Photo courtesy of Washington Post

The scandal at Penn State has been one of the saddest news stories of the year.  I know some Penn State alumni and even family members of some who have played football there.   Their uniform impression was that the football program at Penn State was a character-building program with high values almost in direct opposition to the media-driven portrayal that followed the accusations.  The picture played out in the press was one that suggested a culture of corruption where even the most heinous of crimes were routinely swept under the rug.  Most of my Penn State friends have been in shock.  Paterno was summarily dismissed for ‘not doing enough.’   I can remember thinking how one decision made almost a decade ago will be remembered more than a lifetime of trying to build a program that had character, true student athletes and could make their university proud.

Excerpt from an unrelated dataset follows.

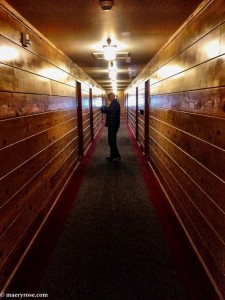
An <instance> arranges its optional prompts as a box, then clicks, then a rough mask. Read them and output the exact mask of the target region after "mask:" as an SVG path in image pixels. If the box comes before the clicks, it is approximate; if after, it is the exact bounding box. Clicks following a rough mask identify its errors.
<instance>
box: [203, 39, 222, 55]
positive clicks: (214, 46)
mask: <svg viewBox="0 0 225 300" xmlns="http://www.w3.org/2000/svg"><path fill="white" fill-rule="evenodd" d="M205 51H206V54H207V57H208V58H213V57H216V56H218V55H219V52H220V44H219V42H218V41H212V42H210V43H208V44H206V45H205Z"/></svg>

Actually the existence of a predator in an upstanding program is not all that surprising.  M. Scott Peck, in his book People of the Lie, noted that evil folks tend to be attracted to places of upstanding values and churches because that is the last place people would think to look for them.  This is the reason that more and more churches perform background checks on everyone who is going to work with children or youth.

I received an email article from “Church Volunteer Central” that the Washington Post was publishing an interview with Joe Paterno.  It was the only one he granted after the scandal and before his death.   In the article I caught a glimpse of the heart of the man.  He said,

“I didn’t know exactly how to handle it and I was afraid to do something that might jeopardize what the university procedure was.  So I backed away and turned it over to some other people, people I thought would have a little more expertise than I did. It didn’t work out that way.”

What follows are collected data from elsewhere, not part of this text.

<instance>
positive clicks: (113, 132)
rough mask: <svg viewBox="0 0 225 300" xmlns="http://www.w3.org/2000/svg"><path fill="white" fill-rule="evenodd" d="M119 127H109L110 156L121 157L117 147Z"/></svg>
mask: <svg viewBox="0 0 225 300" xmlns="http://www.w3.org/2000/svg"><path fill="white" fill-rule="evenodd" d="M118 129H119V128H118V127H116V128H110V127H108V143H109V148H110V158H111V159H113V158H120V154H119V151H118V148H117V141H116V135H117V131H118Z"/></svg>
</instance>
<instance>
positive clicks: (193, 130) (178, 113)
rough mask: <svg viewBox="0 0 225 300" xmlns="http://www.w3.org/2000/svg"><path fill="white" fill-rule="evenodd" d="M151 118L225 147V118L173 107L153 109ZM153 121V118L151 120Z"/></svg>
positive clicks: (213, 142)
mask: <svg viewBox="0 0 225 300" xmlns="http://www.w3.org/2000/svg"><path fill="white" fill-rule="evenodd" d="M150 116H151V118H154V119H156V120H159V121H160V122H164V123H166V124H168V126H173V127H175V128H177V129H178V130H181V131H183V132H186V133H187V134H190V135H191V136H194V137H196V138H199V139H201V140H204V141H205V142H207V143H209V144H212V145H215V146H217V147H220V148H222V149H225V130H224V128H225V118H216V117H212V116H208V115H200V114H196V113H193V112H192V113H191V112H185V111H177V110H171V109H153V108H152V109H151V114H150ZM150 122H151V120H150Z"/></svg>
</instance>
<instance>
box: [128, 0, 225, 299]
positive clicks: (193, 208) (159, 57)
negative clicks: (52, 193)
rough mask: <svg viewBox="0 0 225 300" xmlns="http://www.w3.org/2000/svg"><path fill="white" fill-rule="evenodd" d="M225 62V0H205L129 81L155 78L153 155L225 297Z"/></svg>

The article goes on to point out that “Paterno is accused of no wrongdoing, and in fact authorities have said he fulfilled his legal obligations by reporting to his superiors.”   A friend this last week who deals with these kinds of issues said that Paterno did, in his opinion, exactly what most laws and policies require; he reported that an accusation had been made.  In the days ahead we may find that the rush to judgment in a natural aversion to some apparently hideous crimes may have unfairly hurt someone who did exactly what he was supposed to do.  Our cultural condemnation of Joe Paterno may be more about our own frustration that policies and processes cannot completely eliminate predatory behaviors.  That does not mean we should not steadfastly try, but it is interesting how we can chew up people in our frustration with our own shortcomings.

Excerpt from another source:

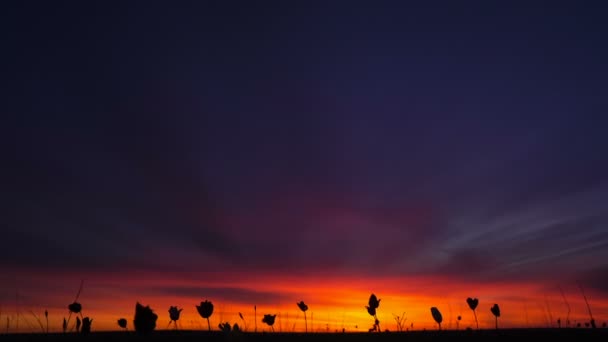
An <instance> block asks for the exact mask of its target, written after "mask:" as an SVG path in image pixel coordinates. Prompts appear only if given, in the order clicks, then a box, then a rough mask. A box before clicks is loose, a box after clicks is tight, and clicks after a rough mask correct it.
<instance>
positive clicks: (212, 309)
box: [196, 300, 213, 331]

Oswald Chambers, in the daily reading for January 24 in My Utmost for His Highest challenged me to make sure ‘to look for God.’   I must confess that too often when I am in a position like Joe Paterno found himself in, I too don’t know what to do.  I don’t know if Joe prayed or looked for God or just read the policy manual for Penn State when he didn’t know what to do.  I recognize that all of us reach times when we don’t know what to do.  Those are the times when we need to follow Oswald Chambers’ advise to look for God—or at least His guidance.

In a world where a decision from ten years ago can be brought back up and critiqued to the point where one is relieved of a job before any investigation takes place, I am grateful as well for the promise of a God who says I don’t need to be perfect.  In fact, He invites me to recognize that I am broken.   In looking for God, I hope I (or we) can be people who try to do the right thing even knowing we won’t get it right all the time.  I also hope I can be a part of a people who exhibit and nurture forgiveness.  I’m grateful that God looks at each of us that way and chooses to love us more intently than we’ve ever been loved.